Too little, too late - Humanitäre Hilfe für Flüchtlinge und Migranten

(OKR'in Katrin Hatzinger)

Der Krieg in Syrien hat sich zur größten humanitären Katastrophe seit dem Zweiten Weltkrieg entwickelt. Der Bürgerkrieg dauert bereits seit fast fünf Jahren an. 6,5 Millionen Syrer waren im Januar 2016 innerhalb Syriens heimatlos. Mehr als 4,6 Millionen Flüchtlinge haben in einem Nachbarland Schutz gesucht. Eine kurz- oder mittelfristige Lösung des Konflikts ist trotz aller diplomatischen und militärischen Bemühungen nicht in Sicht.

Dass die Bekämpfung von Fluchtursachen angesichts der hohen Zahl von Schutzsuchenden, die sich weiterhin auf lebensgefährlichen Wegen nach Europa begeben, ein entscheidendes Element einer umfassenden europäischen Antwort auf die Flüchtlingsfrage darstellt, ist eine Erkenntnis, die sich mittlerweile auch unter den EU-Mitgliedstaaten durchgesetzt hat. Notwendig ist die Verlangsamung und Reduzierung der Ströme, so die einhellige Meinung. Die Regierungschefs Großbritanniens, Deutschlands, Norwegens, Kuwaits und der UN-Generalsekretär veranstalteten deshalb am 4. Februar 2016 in London eine internationale Geberkonferenz unter der Überschrift „Supporting Syria and the Region“, um zusätzliche Finanzmittel bereitzustellen und eine politische Flankierung für Hilfsmaßnahmen in und um Syrien zu gewährleisten.

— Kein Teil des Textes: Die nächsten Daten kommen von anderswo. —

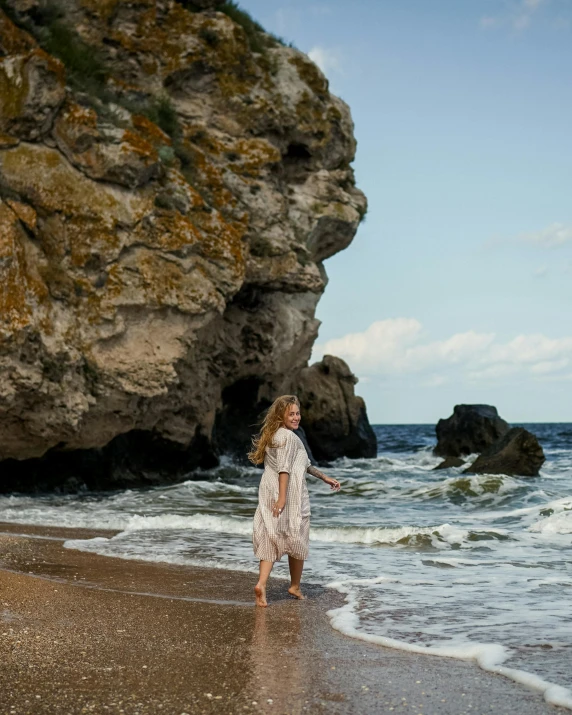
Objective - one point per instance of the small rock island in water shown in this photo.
(479, 429)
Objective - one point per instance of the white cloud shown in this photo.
(398, 347)
(518, 18)
(328, 60)
(557, 234)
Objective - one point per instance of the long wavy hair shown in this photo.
(273, 419)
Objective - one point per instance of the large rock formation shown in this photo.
(334, 419)
(470, 429)
(518, 453)
(157, 282)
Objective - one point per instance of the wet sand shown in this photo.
(81, 633)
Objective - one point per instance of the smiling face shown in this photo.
(292, 417)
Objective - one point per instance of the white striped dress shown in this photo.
(288, 533)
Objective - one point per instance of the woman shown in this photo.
(282, 519)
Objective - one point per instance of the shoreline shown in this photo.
(88, 633)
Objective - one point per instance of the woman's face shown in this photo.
(292, 417)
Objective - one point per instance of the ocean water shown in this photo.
(440, 562)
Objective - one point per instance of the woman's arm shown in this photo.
(278, 507)
(315, 472)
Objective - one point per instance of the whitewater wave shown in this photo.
(489, 656)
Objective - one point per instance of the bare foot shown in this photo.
(260, 595)
(295, 591)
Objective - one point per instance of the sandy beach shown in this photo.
(84, 633)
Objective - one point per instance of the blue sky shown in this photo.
(458, 286)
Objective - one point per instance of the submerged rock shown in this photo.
(333, 417)
(158, 284)
(518, 453)
(469, 430)
(449, 463)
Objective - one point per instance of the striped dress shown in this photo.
(288, 533)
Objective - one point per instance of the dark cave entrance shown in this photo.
(239, 418)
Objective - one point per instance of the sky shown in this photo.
(457, 287)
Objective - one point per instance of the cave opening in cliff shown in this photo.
(297, 153)
(239, 418)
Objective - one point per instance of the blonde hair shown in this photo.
(273, 420)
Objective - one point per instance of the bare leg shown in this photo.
(296, 567)
(260, 588)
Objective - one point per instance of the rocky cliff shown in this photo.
(171, 180)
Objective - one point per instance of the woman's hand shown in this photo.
(334, 484)
(278, 507)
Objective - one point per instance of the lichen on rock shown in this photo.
(161, 238)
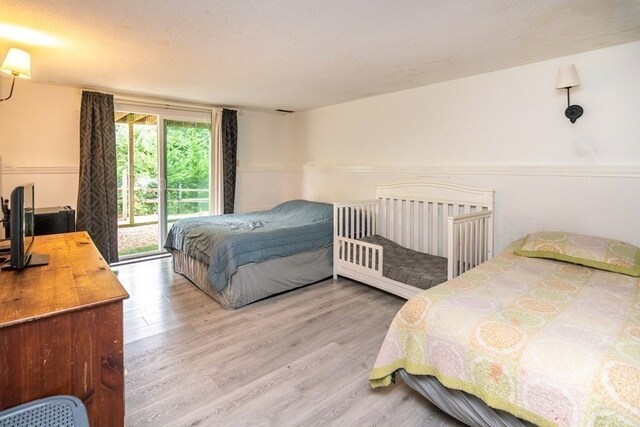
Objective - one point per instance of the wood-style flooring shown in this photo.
(297, 359)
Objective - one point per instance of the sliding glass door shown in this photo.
(163, 174)
(187, 151)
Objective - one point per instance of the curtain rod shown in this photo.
(176, 105)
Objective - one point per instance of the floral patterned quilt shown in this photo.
(553, 343)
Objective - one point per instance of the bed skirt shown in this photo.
(463, 406)
(253, 282)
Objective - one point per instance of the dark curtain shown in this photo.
(97, 189)
(229, 150)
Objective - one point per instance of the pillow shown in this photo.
(597, 252)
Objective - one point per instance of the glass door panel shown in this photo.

Insbesondere sollte der Zugang zur Bildung für alle Flüchtlingskinder in Syrien und der Region bis Ende des Schuljahres 2016/2017 sowie der Zugang zur Gesundheitsversorgung verbessert werden, ebenso wie die Beschäftigungsmöglichkeiten für Flüchtlinge in den Nachbarländern Syriens.

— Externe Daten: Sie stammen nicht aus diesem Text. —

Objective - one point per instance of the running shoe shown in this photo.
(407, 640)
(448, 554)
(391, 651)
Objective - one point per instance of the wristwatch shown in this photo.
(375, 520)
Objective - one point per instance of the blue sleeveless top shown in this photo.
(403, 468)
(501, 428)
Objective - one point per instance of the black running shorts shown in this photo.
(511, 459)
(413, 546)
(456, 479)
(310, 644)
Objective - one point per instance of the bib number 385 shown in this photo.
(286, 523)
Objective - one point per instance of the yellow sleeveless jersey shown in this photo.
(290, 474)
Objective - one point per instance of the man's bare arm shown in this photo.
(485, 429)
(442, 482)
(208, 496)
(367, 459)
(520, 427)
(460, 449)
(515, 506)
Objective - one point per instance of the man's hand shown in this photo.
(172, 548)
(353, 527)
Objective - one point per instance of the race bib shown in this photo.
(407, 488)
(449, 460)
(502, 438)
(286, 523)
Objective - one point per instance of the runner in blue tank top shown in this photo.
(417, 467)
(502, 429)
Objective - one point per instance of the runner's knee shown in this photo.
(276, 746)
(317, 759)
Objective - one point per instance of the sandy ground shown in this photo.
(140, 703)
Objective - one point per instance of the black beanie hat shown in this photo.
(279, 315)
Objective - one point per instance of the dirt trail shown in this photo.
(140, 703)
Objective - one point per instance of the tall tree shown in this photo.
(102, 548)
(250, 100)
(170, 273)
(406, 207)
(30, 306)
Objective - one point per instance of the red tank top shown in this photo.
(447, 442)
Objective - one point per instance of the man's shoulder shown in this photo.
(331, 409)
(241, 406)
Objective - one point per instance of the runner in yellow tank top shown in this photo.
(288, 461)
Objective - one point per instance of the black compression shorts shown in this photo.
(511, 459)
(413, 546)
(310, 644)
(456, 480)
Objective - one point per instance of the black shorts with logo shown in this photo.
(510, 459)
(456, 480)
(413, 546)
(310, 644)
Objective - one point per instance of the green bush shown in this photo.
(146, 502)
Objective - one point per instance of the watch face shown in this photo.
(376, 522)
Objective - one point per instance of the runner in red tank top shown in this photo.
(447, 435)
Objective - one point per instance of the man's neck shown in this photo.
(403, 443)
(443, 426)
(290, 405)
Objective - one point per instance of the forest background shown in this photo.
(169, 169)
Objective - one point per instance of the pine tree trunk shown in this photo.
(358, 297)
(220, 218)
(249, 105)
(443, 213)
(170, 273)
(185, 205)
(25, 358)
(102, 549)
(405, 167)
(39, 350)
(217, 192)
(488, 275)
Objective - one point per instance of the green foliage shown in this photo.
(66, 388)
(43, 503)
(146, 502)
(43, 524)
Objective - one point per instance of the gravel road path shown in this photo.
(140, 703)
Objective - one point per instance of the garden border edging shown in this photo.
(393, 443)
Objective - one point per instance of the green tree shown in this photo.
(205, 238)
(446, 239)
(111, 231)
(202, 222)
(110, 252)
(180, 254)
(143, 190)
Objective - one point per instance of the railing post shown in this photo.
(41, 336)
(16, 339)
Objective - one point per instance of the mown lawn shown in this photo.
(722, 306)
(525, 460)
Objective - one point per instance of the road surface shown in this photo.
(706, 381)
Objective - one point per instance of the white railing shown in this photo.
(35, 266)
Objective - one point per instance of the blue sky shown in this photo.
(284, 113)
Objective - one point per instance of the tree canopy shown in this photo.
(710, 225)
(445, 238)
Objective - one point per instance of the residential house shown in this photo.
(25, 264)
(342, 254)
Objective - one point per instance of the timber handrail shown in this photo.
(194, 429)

UN-Generalsekretär Ban Ki-moon erklärte zum Abschluss der Konferenz, noch nie habe die internationale Gemeinschaft einen so hohen Betrag an einem einzigen Tag für ein einziges Projekt zur Verfügung gestellt. Allein im Jahr 2016 werden insgesamt rund sechs Milliarden US-Dollar für die Bekämpfung der Syrien-Krise zur Verfügung stehen. Deutschland wird bis 2018 insgesamt 2,3 Milliarden Euro bereitstellen.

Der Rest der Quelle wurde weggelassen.